The poor stability of nanograins in metals, characterized as a strong tendency to coarsen at much lower temperatures compared with their coarse grain counterpart, has become a major bottleneck restricting the preparation and application of nanograined metals.

The traditional methods for stabilizing nanograins are mainly to reduce grain boundary energy or pin the grain boundary through alloying. However, the grain size of pure metals prepared by severe plastic deformation (such as equal-channel angular pressing, etc.) is usually in submicron scale, and it is difficult to activate the grain boundary relaxation mechanism during processing.

In a study published in Science Advances, Prof. LI Xiuyan's group from Institute of Metal Research (IMR) of the Chinese Academy of Sciences found that annealing twins can be introduced by a new approach of rapid heating in nanograined copper, resulting in thermally-induced grain boundary relaxation and improving the thermal stability of the nanograins. Generally, the temperature for grain coarsening (~393 K) in unstable nanograins is usually lower than that for annealing twinning (473-523 K).

Based on the Kissinger effect, the researchers proposed that the grain coarsening temperature can be promoted obviously by increasing heating rate, while the formation of annealing twins is little dependent on heating rate, which provides a potential to initiate annealing twinning before grain coarsening.
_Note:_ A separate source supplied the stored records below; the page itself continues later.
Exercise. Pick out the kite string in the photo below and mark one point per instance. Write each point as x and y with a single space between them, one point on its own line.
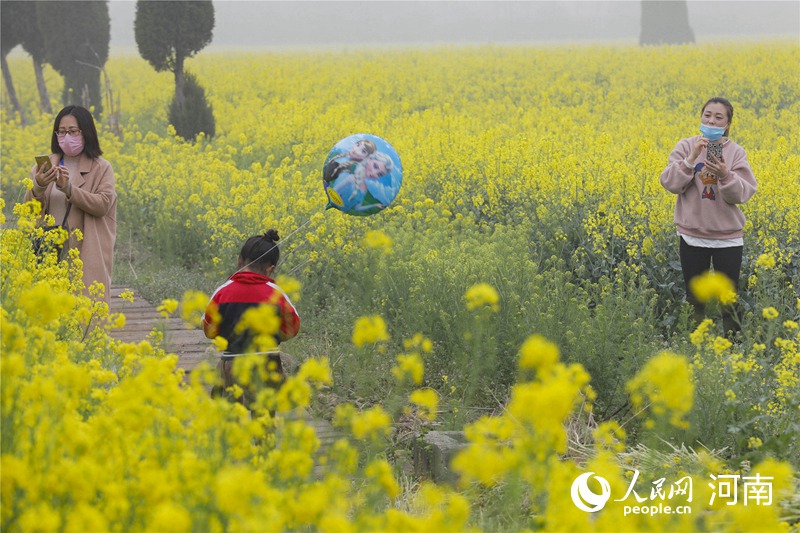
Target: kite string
301 226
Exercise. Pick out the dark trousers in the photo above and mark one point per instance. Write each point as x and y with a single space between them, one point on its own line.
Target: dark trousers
270 374
696 260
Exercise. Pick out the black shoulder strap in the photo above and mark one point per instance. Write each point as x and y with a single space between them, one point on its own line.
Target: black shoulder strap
64 222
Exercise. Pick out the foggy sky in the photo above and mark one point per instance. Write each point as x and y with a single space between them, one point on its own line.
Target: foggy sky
329 23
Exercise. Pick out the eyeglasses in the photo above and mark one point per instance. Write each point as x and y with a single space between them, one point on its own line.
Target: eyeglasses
72 132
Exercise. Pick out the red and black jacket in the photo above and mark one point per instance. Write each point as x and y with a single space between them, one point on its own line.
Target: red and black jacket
242 291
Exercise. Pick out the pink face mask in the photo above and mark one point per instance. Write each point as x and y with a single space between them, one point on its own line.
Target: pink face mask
71 146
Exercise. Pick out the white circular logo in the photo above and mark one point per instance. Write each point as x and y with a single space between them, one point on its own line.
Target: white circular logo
582 495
In the experiment, the pure Cu with a grain size of about 80 nm was rapidly heated to 523 K at a rate of 160 K / min and then cooled. The grain size did not change significantly after heating, but the number of twins increased remarkably, leading to grain boundary relaxation. After rapid heating, the apparent grain coarsening temperature of grains increased from 393 K to above 773 K.

The approach of thermally-induced grain boundary relaxation can be used to improve the stability of submicron grains and nanograins produced from severe plastic deformation, which is of great significance for the development of highly stable nanomaterials and the promotion of nanomaterials application.

Systematic works on stability of nanograined metals have been conducted at Shenyang National Laboratory for Materials Science of IMR. In 2018, the researchers discovered the abnormal grain size dependence of thermal stability in nanograined pure copper and pure nickel produced from plastic deformation (Science). As grain size is below a critical size, the dominated deformation mechanism of material changes from full dislocations activities to partial dislocations activities, leading to grain boundary relaxation, which promotes the thermal stability of nanograins. Subsequently, the grain size dependence of mechanical stability in nanograined metals were also revealed (Phys. Rev. Lett.), which is highlighted by Science entitled "A size limit for softening" (Science).